Android: Auphonic Edit is a great audio recording and editing app.
Editing video
Adobe Creative Cloud
Adobe offers educational discounts on Creative Cloud subscriptions.
DaVinci Resolve
If you prefer a different editing experience, DaVinci Resolve is a free, full-featured editing program for Windows, Mac, and Linux. It’s a little tricky to pick up if you’re familiar with Premiere (and it may not run on older or lower-specced computers), but it’s a very rewarding way to edit once you’ve learned how!
Editing video on your phone
Compared to editing on a computer, editing video on the tiny touchscreen of a phone or tablet can be a pretty frustrating experience. But it is possible!
iMovie
If you’re using an iPhone, Apple’s free iMovie app for iOS is quite full-featured, and should allow you to do even moderately-complex edits on your phone. Here’s a detailed tutorial.
Once your edit is done (tap “Done” at the top left), you can tap the share button and select “Save Video” to export a QuickTime video file that you can then transfer to your computer or upload to a video sharing site like YouTube or Vimeo.
Premiere Rush
Adobe’s free Premiere Rush app for iOS and Android allows you to edit video and export videos, although it limits you to three exports unless you have a Creative Cloud subscription (not sure if the aforementioned student license works), or you can pay a $5 monthly fee for unlimited exports. Booooo.
Other considerations
Lighting
Just because you don’t have purpose-built film lights doesn’t mean you can’t control the lighting of your environment! You’ve got lamps… computer screens… the sun… here are some things to consider:
- Start by turning out all the lights. Usually, fluorescent or ceiling-mounted lights produce kind of ugly results.
- Move lamps around to achieve different lighting effects.
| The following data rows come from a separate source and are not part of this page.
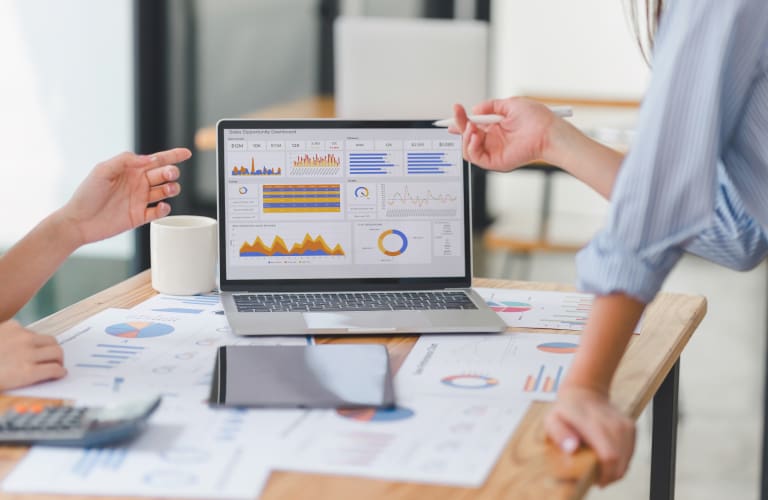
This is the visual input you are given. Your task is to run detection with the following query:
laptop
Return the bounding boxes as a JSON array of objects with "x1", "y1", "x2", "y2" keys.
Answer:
[{"x1": 217, "y1": 120, "x2": 506, "y2": 335}]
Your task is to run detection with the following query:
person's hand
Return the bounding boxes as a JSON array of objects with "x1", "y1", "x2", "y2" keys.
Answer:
[
  {"x1": 545, "y1": 387, "x2": 635, "y2": 486},
  {"x1": 448, "y1": 97, "x2": 562, "y2": 171},
  {"x1": 59, "y1": 148, "x2": 192, "y2": 244},
  {"x1": 0, "y1": 320, "x2": 67, "y2": 391}
]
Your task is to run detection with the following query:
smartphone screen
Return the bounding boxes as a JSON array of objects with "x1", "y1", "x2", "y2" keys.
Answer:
[{"x1": 210, "y1": 344, "x2": 395, "y2": 408}]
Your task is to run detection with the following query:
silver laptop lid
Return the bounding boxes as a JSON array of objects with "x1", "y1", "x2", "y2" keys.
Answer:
[{"x1": 217, "y1": 120, "x2": 471, "y2": 292}]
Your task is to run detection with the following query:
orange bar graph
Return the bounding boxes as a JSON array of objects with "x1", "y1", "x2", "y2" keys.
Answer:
[{"x1": 232, "y1": 157, "x2": 283, "y2": 175}]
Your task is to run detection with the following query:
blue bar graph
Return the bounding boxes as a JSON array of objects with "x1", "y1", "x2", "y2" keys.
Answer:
[
  {"x1": 349, "y1": 153, "x2": 395, "y2": 175},
  {"x1": 408, "y1": 151, "x2": 454, "y2": 175}
]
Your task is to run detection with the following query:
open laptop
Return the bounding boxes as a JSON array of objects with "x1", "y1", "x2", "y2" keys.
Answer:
[{"x1": 217, "y1": 120, "x2": 506, "y2": 335}]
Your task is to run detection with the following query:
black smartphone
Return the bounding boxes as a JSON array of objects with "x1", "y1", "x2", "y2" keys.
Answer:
[{"x1": 210, "y1": 344, "x2": 395, "y2": 408}]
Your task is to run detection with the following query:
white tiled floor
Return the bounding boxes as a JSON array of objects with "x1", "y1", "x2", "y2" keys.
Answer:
[{"x1": 476, "y1": 250, "x2": 768, "y2": 500}]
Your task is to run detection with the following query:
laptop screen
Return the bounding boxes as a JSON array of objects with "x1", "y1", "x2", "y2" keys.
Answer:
[{"x1": 213, "y1": 120, "x2": 471, "y2": 290}]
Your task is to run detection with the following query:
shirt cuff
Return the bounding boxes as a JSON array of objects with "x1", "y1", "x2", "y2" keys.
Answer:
[{"x1": 576, "y1": 232, "x2": 683, "y2": 304}]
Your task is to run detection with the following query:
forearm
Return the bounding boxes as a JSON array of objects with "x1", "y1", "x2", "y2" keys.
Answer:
[
  {"x1": 563, "y1": 294, "x2": 645, "y2": 394},
  {"x1": 544, "y1": 120, "x2": 624, "y2": 199},
  {"x1": 0, "y1": 211, "x2": 81, "y2": 321}
]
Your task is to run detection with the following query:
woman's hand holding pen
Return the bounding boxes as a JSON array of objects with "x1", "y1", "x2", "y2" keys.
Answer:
[{"x1": 448, "y1": 97, "x2": 573, "y2": 172}]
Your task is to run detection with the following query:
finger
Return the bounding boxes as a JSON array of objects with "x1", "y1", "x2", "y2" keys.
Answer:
[
  {"x1": 448, "y1": 104, "x2": 467, "y2": 133},
  {"x1": 150, "y1": 148, "x2": 192, "y2": 166},
  {"x1": 546, "y1": 413, "x2": 581, "y2": 455},
  {"x1": 472, "y1": 99, "x2": 498, "y2": 115},
  {"x1": 31, "y1": 344, "x2": 64, "y2": 364},
  {"x1": 27, "y1": 330, "x2": 59, "y2": 347},
  {"x1": 144, "y1": 201, "x2": 171, "y2": 223},
  {"x1": 580, "y1": 418, "x2": 623, "y2": 486},
  {"x1": 127, "y1": 148, "x2": 192, "y2": 169},
  {"x1": 467, "y1": 123, "x2": 487, "y2": 166},
  {"x1": 147, "y1": 182, "x2": 181, "y2": 203},
  {"x1": 147, "y1": 165, "x2": 181, "y2": 186}
]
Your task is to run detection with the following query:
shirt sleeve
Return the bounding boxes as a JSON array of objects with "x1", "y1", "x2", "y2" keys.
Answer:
[
  {"x1": 577, "y1": 0, "x2": 768, "y2": 302},
  {"x1": 685, "y1": 164, "x2": 768, "y2": 271}
]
- Use white bedsheets or poster board to bounce/soften sunlight
- Flashlights can be surprisingly useful tools for adding a little light in a very specific spot.
Camera support
If you don’t have a tripod, think about other things you can mount your camera to. This is particularly easy and fun if you’re shooting on a smartphone! A little masking tape, some string, a couple rubber bands, etc. can help you attach your phone to a shelf, a chair… maybe the end of a broom handle, for a dramatic jib shot!
Cast
If you’re isolating with your family, I bet they’re incredibly bored. Recruit them to be your actors! If you’re on your own, think about interesting ways to shoot footage of yourself.
Think about social connections in this time of physical isolation. Can you tell a story that involves actors connecting via video chat? (In addition to recording your webcam, QuickTime Player can record your desktop)
Being forced to work entirely on your own can be very restricting, but it can also be freeing. I made this film, The Deposition of Lawrence Patterson, over the course of a few late nights many years ago, while everyone else in the house was asleep. Apart from a little lighting help from a friend one night I did all the production, acting and editing entirely on my own, using my Canon T2i and a few lamps I found around the house. The result is… unpolished, but it was also deeply satisfying to make.
This is all to say: be open to the creative possibilities of solitary work. Other modes of solo filmmaking could include:
- Manifesto films
- Personal essays
- Autofiction
- Telephone dramas
- Nonlinear self-deceptions
- Dream reenactments
- Mysteries of inanimate objects
- Video letters
- Imagined misdeeds
Give yourself permission to be less ambitious; to make work on a smaller scale. What is the smallest, simplest film you can make that still says what you want it to say?